The GQ app gives Condé Nast an Apple-compatible reader; the company also inked a deal with Adobe Systems Inc. to get Wired Magazine ready for tablets that run on Windows, Linux and other programs. Mr. Wallace expects such e-reader tablets to come out by late 2010.

The e-reader offers one option for making the digital magazine pay. Another is a payment site similar to what iTunes did for music that allows readers to buy individual magazines or articles.

Still, many magazines are not counting on a pay model. Instead, they have been aggressive about hiring bloggers and pushing their brands online to drive subscriptions and online advertising.

"Not only do you have to become a daily, you have to become an hourly or a minutely if you're going to get the kind of traffic that's going to make you competitive," says Sarah Fulford, editor-in-chief of Toronto Life. The magazine maintains a local focus online with restaurant listings, shopping tips and neighbourhood guides to attract "a huge amount of traffic," Ms. Fulford said, which has translated into a 23-per-cent rise in online revenue this year.

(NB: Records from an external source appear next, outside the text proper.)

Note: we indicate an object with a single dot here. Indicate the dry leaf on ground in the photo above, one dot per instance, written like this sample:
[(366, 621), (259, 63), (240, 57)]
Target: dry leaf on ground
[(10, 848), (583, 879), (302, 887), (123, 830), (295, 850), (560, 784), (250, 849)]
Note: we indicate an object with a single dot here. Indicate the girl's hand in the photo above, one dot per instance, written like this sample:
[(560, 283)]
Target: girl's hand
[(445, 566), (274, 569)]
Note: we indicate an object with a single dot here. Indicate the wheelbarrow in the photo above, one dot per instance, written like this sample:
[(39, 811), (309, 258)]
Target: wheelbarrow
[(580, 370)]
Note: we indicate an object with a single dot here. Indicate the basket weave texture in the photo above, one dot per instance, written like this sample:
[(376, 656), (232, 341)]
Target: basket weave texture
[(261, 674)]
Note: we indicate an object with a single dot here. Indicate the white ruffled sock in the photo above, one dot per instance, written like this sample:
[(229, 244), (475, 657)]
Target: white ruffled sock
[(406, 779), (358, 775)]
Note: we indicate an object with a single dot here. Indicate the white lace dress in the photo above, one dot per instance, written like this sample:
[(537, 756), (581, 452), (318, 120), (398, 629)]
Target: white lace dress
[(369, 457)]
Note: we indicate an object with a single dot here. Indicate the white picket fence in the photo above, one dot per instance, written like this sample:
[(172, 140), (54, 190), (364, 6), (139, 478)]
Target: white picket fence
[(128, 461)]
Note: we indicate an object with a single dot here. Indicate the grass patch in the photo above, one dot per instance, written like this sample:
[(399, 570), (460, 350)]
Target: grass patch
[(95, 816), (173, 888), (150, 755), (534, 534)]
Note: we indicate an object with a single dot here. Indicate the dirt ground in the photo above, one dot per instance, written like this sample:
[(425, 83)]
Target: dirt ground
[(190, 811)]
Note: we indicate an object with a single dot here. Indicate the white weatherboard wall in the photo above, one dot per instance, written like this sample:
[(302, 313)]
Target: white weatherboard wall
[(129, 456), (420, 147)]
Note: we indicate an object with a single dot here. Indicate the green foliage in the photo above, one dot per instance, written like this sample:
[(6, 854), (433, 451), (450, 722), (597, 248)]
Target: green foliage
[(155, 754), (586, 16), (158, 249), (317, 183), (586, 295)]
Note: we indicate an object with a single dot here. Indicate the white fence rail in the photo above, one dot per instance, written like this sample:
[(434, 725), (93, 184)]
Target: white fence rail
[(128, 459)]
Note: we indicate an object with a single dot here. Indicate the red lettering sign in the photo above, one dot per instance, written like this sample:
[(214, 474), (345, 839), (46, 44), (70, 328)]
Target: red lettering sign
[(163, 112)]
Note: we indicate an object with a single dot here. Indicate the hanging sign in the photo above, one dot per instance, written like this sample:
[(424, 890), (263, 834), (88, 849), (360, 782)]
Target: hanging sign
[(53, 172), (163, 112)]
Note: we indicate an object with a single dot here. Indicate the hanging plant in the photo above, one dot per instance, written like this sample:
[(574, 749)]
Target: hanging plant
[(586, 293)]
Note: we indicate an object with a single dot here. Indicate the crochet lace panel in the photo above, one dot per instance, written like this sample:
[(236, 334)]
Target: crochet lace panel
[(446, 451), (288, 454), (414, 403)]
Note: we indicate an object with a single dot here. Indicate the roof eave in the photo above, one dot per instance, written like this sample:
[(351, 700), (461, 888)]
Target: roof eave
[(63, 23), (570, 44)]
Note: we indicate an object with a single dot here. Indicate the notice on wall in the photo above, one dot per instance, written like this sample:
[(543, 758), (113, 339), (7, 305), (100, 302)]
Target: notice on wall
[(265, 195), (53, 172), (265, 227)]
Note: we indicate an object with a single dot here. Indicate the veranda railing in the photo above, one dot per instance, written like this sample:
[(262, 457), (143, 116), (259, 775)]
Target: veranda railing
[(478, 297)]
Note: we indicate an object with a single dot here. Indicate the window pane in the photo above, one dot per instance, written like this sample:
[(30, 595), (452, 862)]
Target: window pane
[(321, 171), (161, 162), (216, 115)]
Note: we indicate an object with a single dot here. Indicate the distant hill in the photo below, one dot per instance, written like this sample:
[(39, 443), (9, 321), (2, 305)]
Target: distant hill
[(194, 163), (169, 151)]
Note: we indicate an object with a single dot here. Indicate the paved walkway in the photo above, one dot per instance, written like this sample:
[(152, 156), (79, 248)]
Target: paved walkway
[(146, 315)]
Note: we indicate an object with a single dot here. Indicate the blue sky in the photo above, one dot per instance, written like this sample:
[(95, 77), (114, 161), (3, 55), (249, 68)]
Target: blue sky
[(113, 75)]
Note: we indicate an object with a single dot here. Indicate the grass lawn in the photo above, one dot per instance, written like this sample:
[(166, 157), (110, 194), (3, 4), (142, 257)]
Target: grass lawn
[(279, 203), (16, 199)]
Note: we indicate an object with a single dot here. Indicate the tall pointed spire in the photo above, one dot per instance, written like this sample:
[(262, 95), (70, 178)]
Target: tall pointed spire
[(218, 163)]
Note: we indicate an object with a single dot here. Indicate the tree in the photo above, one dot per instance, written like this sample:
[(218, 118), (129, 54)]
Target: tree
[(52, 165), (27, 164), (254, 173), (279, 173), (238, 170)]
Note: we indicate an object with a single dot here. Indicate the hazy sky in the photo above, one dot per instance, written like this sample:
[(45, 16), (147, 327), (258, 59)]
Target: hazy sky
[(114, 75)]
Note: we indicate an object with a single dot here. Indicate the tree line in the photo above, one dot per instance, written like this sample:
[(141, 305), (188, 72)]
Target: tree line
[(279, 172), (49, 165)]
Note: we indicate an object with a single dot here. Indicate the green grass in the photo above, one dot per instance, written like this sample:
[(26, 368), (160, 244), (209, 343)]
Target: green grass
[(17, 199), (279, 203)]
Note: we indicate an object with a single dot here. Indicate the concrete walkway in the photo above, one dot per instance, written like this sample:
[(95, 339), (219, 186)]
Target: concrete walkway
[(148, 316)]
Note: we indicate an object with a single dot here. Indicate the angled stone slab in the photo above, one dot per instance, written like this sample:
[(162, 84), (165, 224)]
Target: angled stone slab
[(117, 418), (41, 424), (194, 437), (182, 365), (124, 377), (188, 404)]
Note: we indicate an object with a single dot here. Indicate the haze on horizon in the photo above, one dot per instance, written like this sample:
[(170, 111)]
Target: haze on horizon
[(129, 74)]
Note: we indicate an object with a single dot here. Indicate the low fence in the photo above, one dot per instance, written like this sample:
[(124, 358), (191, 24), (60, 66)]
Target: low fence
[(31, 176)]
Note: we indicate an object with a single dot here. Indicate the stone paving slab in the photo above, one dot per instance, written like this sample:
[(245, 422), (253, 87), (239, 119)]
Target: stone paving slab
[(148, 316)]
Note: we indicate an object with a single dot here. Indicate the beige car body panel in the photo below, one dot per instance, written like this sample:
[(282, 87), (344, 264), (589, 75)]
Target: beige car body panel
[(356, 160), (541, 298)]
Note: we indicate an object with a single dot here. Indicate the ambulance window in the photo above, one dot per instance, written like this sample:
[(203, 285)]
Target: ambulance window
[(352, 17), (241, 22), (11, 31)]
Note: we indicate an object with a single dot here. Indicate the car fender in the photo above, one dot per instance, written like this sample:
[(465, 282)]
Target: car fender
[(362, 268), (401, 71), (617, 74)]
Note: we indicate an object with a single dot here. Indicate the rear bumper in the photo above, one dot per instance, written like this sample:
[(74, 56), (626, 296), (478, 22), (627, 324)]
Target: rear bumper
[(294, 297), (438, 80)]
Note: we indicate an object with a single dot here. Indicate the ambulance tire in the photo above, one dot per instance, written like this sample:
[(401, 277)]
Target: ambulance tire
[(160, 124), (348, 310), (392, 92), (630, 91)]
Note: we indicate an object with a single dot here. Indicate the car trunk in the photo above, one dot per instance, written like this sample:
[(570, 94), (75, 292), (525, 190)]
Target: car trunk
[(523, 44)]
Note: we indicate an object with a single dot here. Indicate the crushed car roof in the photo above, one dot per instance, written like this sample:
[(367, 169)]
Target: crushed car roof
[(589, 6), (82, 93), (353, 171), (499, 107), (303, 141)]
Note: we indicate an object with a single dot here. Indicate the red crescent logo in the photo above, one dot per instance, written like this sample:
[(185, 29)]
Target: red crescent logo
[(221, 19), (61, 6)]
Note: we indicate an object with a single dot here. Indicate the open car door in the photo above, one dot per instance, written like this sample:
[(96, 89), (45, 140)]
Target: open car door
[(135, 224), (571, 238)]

And even though most magazines say their business is depth and insight, not breaking news, gossip rags use their websites to drive juicy celebrity news between issues. When the Tiger Woods scandal broke, Us Weekly got its hands on the audio of an alleged voice mail Mr. Woods left for a mistress. The content was reported by major news organizations, which helped promote the title and encourage visits to the Us Weekly site.

Magazines are trying to integrate technology, without losing the spirit of what makes them unique - including the heavy emphasis on colour photography and design.

"I don't think any other medium has marshalled the forces of art and design to entice people into the experience and keep them there," Esquire editor David Granger says. "It's missing from any other digital experience ... There's something momentous about magazines."